Author | : Kyriakos G. Vamvoudakis |
Publisher | : Springer Nature |
Total Pages | : 833 |
Release | : 2021-06-23 |
Genre | : Technology & Engineering |
ISBN | : 3030609901 |
Download Handbook of Reinforcement Learning and Control Book in PDF, ePub and Kindle
This handbook presents state-of-the-art research in reinforcement learning, focusing on its applications in the control and game theory of dynamic systems and future directions for related research and technology. The contributions gathered in this book deal with challenges faced when using learning and adaptation methods to solve academic and industrial problems, such as optimization in dynamic environments with single and multiple agents, convergence and performance analysis, and online implementation. They explore means by which these difficulties can be solved, and cover a wide range of related topics including: deep learning; artificial intelligence; applications of game theory; mixed modality learning; and multi-agent reinforcement learning. Practicing engineers and scholars in the field of machine learning, game theory, and autonomous control will find the Handbook of Reinforcement Learning and Control to be thought-provoking, instructive and informative.
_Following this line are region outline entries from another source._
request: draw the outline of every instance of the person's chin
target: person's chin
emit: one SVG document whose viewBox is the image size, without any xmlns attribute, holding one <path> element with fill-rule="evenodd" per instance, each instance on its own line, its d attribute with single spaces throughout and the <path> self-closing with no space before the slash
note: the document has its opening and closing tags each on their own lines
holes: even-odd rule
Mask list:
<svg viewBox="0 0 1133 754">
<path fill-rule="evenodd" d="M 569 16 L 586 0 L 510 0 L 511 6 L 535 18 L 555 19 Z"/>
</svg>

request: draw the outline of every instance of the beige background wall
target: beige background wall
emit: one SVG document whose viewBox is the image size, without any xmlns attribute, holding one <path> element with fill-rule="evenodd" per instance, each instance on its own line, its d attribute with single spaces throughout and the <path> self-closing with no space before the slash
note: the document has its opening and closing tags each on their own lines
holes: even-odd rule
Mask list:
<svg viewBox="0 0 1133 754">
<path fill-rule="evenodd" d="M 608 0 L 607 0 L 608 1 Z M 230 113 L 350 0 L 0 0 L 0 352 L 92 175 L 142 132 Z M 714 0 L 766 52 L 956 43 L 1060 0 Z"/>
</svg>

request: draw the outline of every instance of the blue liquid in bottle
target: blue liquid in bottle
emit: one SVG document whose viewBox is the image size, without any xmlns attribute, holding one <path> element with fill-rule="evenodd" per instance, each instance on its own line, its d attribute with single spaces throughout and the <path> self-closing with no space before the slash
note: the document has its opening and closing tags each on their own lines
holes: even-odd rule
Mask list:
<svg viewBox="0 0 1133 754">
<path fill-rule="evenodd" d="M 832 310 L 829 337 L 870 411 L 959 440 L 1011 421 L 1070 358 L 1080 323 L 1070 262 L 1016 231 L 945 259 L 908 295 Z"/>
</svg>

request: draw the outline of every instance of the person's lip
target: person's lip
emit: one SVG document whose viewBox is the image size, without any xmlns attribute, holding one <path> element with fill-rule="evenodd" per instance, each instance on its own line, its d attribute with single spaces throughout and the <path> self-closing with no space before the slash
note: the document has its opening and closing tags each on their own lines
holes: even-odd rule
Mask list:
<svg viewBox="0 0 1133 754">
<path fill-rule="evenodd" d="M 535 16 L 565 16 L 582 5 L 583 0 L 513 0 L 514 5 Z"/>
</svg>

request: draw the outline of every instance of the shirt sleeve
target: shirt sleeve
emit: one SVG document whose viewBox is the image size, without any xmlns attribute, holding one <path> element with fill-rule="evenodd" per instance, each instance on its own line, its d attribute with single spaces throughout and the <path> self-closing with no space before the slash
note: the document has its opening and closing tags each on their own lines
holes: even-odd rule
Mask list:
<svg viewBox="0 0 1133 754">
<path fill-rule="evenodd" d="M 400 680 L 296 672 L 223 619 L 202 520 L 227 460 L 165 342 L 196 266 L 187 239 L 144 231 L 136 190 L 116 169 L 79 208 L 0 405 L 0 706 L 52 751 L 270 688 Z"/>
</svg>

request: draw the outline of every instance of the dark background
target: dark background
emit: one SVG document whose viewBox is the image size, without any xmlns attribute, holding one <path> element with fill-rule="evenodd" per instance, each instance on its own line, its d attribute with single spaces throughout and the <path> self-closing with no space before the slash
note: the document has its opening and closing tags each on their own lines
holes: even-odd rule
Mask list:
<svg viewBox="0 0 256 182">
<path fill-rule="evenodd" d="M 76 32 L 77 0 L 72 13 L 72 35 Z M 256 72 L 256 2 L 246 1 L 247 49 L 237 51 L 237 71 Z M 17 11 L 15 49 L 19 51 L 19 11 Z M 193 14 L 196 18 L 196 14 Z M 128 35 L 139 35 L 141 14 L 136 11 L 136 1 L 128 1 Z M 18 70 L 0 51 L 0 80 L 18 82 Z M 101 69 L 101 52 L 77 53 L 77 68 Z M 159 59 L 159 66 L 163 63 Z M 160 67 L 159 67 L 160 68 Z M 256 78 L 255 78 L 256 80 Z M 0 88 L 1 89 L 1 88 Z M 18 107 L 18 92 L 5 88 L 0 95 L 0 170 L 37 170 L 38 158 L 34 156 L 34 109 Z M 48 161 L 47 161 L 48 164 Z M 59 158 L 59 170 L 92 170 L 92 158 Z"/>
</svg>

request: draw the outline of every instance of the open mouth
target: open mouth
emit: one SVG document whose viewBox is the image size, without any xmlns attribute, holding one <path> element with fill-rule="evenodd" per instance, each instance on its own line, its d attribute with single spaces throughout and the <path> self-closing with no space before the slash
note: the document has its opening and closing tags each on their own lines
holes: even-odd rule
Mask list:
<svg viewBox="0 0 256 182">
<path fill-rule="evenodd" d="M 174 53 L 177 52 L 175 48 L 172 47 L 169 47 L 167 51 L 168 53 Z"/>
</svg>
Author | : Syed Ali Asad Rizvi |
Publisher | : Springer Nature |
Total Pages | : 304 |
Release | : 2022-11-29 |
Genre | : Science |
ISBN | : 303115858X |
Download Output Feedback Reinforcement Learning Control for Linear Systems Book in PDF, ePub and Kindle
This monograph explores the analysis and design of model-free optimal control systems based on reinforcement learning (RL) theory, presenting new methods that overcome recent challenges faced by RL. New developments in the design of sensor data efficient RL algorithms are demonstrated that not only reduce the requirement of sensors by means of output feedback, but also ensure optimality and stability guarantees. A variety of practical challenges are considered, including disturbance rejection, control constraints, and communication delays. Ideas from game theory are incorporated to solve output feedback disturbance rejection problems, and the concepts of low gain feedback control are employed to develop RL controllers that achieve global stability under control constraints. Output Feedback Reinforcement Learning Control for Linear Systems will be a valuable reference for graduate students, control theorists working on optimal control systems, engineers, and applied mathematicians.